Simon-Pierre Bestion : J’ai découvert ce Stabat Mater à l’époque où j’étais chef-assistant et claveciniste d’un ensemble baroque. Nous avions travaillé l’ouvrage pendant près d’un an, ce qui m’avait laissé tout le temps de l’apprivoiser, de développer avec lui une relation à la fois profonde et libre.
Je souhaitais aller plus loin en me laissant guider par la musique plutôt que par un récit.
Maëlle, ton précédent spectacle - I Wish I Was - racontait l’histoire d’un groupe amateur qui partait donner un concert dans le Nord.

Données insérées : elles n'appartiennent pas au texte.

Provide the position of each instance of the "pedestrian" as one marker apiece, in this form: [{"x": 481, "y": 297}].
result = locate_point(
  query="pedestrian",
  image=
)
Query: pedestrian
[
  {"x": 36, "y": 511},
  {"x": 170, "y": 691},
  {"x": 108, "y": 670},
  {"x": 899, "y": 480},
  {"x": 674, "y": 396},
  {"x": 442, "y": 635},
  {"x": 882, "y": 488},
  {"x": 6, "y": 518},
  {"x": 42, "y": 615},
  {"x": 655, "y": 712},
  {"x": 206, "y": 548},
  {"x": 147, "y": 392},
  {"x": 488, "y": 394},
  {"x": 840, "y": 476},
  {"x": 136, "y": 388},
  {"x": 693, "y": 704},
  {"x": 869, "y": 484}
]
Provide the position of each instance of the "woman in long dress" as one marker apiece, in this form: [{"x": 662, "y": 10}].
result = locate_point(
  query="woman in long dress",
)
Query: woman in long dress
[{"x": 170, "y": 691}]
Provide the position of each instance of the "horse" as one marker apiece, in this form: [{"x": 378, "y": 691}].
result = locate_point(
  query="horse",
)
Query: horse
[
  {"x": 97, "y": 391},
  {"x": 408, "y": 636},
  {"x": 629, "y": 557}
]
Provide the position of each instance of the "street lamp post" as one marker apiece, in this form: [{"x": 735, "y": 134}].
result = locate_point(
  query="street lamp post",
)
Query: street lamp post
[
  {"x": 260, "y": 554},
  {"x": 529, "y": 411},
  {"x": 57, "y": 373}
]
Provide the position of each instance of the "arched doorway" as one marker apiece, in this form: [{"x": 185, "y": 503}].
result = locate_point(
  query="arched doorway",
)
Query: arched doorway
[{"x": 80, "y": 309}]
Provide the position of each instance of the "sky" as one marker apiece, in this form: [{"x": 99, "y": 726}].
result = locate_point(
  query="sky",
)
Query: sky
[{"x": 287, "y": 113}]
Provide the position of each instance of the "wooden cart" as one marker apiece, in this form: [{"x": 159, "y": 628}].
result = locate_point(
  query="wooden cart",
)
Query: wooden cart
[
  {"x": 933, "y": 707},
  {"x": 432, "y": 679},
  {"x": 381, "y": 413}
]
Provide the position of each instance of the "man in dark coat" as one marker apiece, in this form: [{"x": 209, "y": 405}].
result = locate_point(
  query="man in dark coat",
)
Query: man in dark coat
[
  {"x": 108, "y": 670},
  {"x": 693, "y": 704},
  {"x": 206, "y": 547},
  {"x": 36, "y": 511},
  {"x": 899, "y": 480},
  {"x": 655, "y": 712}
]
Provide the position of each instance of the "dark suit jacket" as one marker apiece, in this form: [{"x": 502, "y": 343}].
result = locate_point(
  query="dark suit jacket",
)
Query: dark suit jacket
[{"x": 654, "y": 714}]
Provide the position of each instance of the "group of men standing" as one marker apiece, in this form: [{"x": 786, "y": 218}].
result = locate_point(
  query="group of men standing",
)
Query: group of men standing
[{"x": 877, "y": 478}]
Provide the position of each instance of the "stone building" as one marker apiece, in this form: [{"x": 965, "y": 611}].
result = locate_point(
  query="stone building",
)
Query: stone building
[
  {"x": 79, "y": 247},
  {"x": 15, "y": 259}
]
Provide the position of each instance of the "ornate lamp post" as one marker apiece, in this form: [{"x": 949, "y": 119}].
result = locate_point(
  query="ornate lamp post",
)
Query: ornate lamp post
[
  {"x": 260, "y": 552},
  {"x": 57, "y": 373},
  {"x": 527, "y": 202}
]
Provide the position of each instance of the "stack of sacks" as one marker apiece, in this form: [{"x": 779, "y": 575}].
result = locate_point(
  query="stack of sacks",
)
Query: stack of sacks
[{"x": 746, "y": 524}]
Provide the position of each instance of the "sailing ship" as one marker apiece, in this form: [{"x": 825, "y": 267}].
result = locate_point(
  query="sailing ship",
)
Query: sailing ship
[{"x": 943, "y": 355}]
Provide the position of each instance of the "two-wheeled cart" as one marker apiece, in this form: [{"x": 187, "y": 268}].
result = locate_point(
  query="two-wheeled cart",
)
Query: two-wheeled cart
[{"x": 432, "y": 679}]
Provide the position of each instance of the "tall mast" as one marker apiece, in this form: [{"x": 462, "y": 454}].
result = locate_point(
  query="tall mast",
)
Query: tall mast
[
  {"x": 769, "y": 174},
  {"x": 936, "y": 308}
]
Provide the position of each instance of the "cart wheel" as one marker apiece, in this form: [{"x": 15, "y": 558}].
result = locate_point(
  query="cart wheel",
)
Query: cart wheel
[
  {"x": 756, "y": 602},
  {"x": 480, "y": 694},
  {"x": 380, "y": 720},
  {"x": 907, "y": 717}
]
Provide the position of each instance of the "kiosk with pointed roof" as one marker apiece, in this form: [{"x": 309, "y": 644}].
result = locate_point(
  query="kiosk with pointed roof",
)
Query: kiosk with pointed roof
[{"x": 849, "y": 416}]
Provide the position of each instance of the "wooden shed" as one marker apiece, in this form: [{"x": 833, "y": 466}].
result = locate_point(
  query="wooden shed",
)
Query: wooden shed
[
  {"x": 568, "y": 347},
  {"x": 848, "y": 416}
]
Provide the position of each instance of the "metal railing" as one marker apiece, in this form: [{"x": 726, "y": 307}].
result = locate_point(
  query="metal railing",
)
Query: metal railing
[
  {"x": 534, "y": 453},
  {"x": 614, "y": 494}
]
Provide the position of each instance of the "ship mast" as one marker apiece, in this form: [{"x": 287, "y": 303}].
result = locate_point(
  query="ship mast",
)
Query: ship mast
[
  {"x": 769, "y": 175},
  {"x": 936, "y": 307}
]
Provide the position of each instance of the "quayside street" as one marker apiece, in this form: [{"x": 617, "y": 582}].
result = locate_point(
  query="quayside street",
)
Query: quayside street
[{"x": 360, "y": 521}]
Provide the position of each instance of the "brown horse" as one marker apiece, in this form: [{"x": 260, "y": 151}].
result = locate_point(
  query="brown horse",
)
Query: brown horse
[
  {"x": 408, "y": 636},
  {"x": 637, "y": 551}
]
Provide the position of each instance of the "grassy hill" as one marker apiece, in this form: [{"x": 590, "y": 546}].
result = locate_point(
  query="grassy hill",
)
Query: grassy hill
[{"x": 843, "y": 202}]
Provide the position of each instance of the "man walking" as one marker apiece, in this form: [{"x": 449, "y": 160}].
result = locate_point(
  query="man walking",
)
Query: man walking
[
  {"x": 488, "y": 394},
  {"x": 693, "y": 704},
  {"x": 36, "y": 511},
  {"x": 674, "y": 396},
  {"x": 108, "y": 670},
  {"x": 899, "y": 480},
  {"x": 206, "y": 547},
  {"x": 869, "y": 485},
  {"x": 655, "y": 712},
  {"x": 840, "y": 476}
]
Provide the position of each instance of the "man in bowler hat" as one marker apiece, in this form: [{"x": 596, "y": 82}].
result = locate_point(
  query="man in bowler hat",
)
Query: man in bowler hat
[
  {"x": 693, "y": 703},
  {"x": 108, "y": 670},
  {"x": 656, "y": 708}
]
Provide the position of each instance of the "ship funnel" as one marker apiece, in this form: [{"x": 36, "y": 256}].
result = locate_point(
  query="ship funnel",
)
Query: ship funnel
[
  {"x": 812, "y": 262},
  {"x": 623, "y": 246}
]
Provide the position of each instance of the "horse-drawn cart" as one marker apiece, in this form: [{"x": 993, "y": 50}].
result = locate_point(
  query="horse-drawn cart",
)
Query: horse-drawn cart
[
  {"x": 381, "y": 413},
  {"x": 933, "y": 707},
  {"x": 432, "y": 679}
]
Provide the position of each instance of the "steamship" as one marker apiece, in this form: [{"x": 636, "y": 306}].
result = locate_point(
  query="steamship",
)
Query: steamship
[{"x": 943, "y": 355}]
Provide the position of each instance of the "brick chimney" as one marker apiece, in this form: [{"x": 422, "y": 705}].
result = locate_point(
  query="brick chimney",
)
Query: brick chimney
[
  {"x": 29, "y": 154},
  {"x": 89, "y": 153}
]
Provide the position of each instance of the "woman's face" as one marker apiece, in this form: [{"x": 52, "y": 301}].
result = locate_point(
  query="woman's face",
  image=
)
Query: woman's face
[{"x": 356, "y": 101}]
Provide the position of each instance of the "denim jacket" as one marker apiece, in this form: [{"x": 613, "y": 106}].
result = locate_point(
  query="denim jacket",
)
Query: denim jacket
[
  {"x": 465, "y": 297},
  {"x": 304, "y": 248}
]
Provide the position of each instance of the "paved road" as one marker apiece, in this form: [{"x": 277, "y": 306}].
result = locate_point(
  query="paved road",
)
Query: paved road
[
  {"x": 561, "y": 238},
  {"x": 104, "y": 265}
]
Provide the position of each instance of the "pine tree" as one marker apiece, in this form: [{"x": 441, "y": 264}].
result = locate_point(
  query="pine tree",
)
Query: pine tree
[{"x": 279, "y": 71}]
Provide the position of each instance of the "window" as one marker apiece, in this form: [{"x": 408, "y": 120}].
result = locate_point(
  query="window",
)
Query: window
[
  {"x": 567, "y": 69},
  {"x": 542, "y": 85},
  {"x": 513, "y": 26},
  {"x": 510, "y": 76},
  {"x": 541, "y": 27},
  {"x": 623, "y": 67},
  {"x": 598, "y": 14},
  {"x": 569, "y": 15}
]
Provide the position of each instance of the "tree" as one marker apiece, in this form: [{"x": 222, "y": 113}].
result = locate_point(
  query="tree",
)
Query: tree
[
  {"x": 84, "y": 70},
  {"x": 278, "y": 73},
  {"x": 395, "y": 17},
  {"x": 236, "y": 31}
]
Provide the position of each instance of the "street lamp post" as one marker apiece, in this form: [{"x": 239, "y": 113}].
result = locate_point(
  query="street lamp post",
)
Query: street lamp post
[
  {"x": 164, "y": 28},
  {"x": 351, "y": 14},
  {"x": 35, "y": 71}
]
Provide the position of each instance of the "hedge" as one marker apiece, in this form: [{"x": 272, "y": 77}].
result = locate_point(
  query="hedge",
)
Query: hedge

C’était déjà la musique qui - si je puis dire - menait les personnages où elle voulait, non ?
MD : Je souhaitais aller plus loin en me laissant guider par la musique plutôt que par un récit : partir de la musique, s’en écarter, y revenir, la laisser générer des gestes, des images, des paroles, des fictions éphémères qu’on laisserait vivre un temps puis mourir… En un mot, laisser la musique générer et régénérer le spectacle.
SPB : Pour moi, la musique de Scarlatti est avant tout picturale. Elle est affaire de sensations. Partant de la scène du Stabat Mater - c’est-à-dire de la Vierge qui se tient au pied de la croix - l’œuvre tend vers une certaine abstraction. Elle permet le surgissement de visions plastiques fortes.
Aux origines... la musique et une partition pour 10 voix
Comment décrirais-tu cette musique ?
SPB : C’est une œuvre chorale, collective, une partition polyphonique écrite pour 10 voix, à l’inverse de beaucoup d’ouvrages baroques qui mettent en avant des solistes. Elle nous offre un espace pour réunir des artistes très différents. Je connaissais le travail de Maëlle, je savais qu’elle raconte souvent des communautés au plateau.
MD : Dans Stabat Mater, cette choralité rejoint la communauté réelle que nous construisons sur scène avec les comédien·nes et les musicien·nes.
La frontière entre la fiction et le réel est souvent mince dans tes spectacles. Tu parlais tout à l’heure de “fictions éphémères” : j’ai l’impression que le spectacle se construit aussi comme une suite de performances pour lesquelles tu travailles à partir de propositions des interprètes…
MD : Oui, je demande souvent aux comédien·nes d’apporter en répétitions des matériaux personnels pour construire des improvisations. Parfois, ils nous expliquent d’où viennent ces matériaux. D’autres fois, ils restent mystérieux et c’est très bien comme ça. C’est une manière pour nous de nous “accrocher” à l’œuvre, de nouer avec elle des liens étroits et secrets. Je crois que la musique du Stabat Mater, ce qu’elle charrie, nous secoue profondément : comme une onde qui se propagerait à travers le temps et qui viendrait déterrer des vestiges enfouis de nos vies, de nos rapports intimes, de nos histoires familiales…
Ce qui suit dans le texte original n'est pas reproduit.